It does. Well, I am sorry, because I stripped this code of mapping
logic, but when you see sth like firstBufferIndex it is, almost in all
cases, carefully computed index of a portion which contains requested
data but also its neighbourhood, so that near "jumps" should not cause
remapping. Actually user may as well use enumerated acces, in that case
I know in advance tha data is going to be read forward, then I can, if
I must, map from where previous mapping ends.

That's not what I mean. If you were doing what I was suggesting already,
then the only issue remaining for you would be figuring out when you need to
back up in the data. The actual backing up would be trivial...you'd just
decrement your pointer and read the byte you want to read. You would have
moments when the mapped section of the file would have to change, but that
would be a momentary diversion and you'd get right back to just reading the
bytes from the mapped address space.

Sorry Peter, I don't get it then. Could you explain it to me, it seems
to be interesting idea, but now I feel that I 've got lost.
[...] Then you translate
that to the actual offset within the mapped range as necessary. That
way,
you can be changing the mapped range on the fly without affecting how the
higher-level code that actually processes the data works.

Well, that is not going to work for me unfortunately. Interfaces I have
to implement imply that data access uses "string coordinates" - so
client code specifies - I want 5th char, not 5th byte, and reckoning
that encoding-hell I would not be able to compute that easily, so I
decided to use only "string coordinates".

I don't think you got my meaning.
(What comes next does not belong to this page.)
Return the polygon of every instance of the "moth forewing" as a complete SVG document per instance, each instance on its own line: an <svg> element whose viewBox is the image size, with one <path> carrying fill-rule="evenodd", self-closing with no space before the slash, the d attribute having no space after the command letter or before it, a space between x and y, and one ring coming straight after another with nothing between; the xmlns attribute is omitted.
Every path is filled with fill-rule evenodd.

I don't mean that the highest level of
your code has to use a byte offset within the file. Just that the decoder
part need not concern itself with anything other than the byte offset. As
it read bytes, it would ask the file mapping layer of your code for a byte
offset within the file, and the file mapping layer would then translate that
into an offset within the mapped view you're using.

Isn't that what ReadPage in my code does? It is asked to bring contents
indexed by block offset, it computes "real" offset and establishes a
view. Decoder part does not even have to think of byte offsets because
it operates on current page only, and pointer to it is constant in time
when decoder operates.
That said, so far I haven't seen an indication that you actually need to be
mapping sections of the file. You seem to be concerned about committing too
much physical RAM at once to the mapping, but unless you're doing something
really odd that you haven't posted in code, your concern is unfounded.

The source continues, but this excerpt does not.